Where to go? Rivers on National Park and National Forest Lands are a good start. That the area around these streams is protected helps ensure both clear water for viewing and higher water quality. When hitting the water, make sure you’re following rules for the site you’re visiting, and enjoy the wildlife, but don’t harm or take it with you.
For WNCW and the U.S. Fish and Wildlife Service, this is Gary Peeples.
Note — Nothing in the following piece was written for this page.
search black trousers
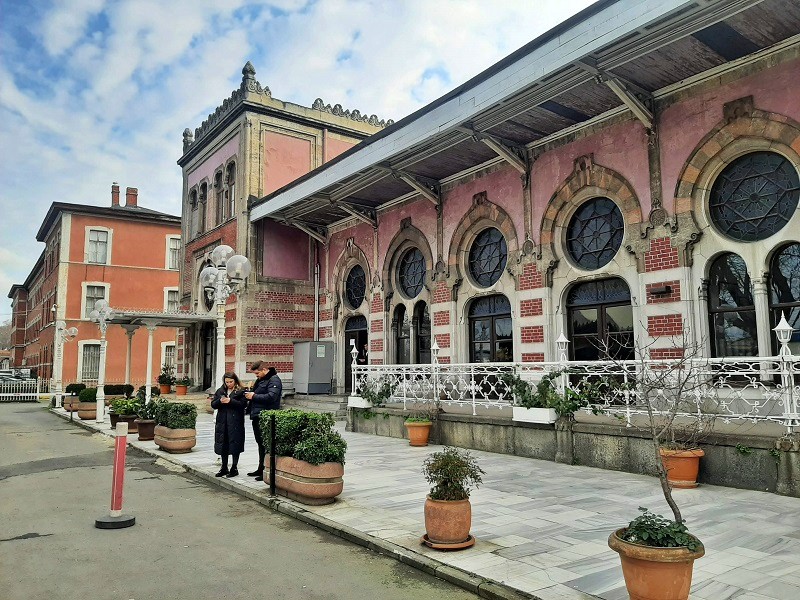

- Asheville Ecological Services Field Office
- North Carolina
- Southern Appalachian Creature Feature
The mission of the U.S. Fish and Wildlife Service is working with others to conserve, protect, and enhance fish, wildlife, plants, and their habitats for the continuing benefit of the American people. For more information on our work and the people who can make it happen, visit fws.gov. Connect with the Service on Facebook, follow our tweets, watch the YouTube Channel and download photos from Flickr.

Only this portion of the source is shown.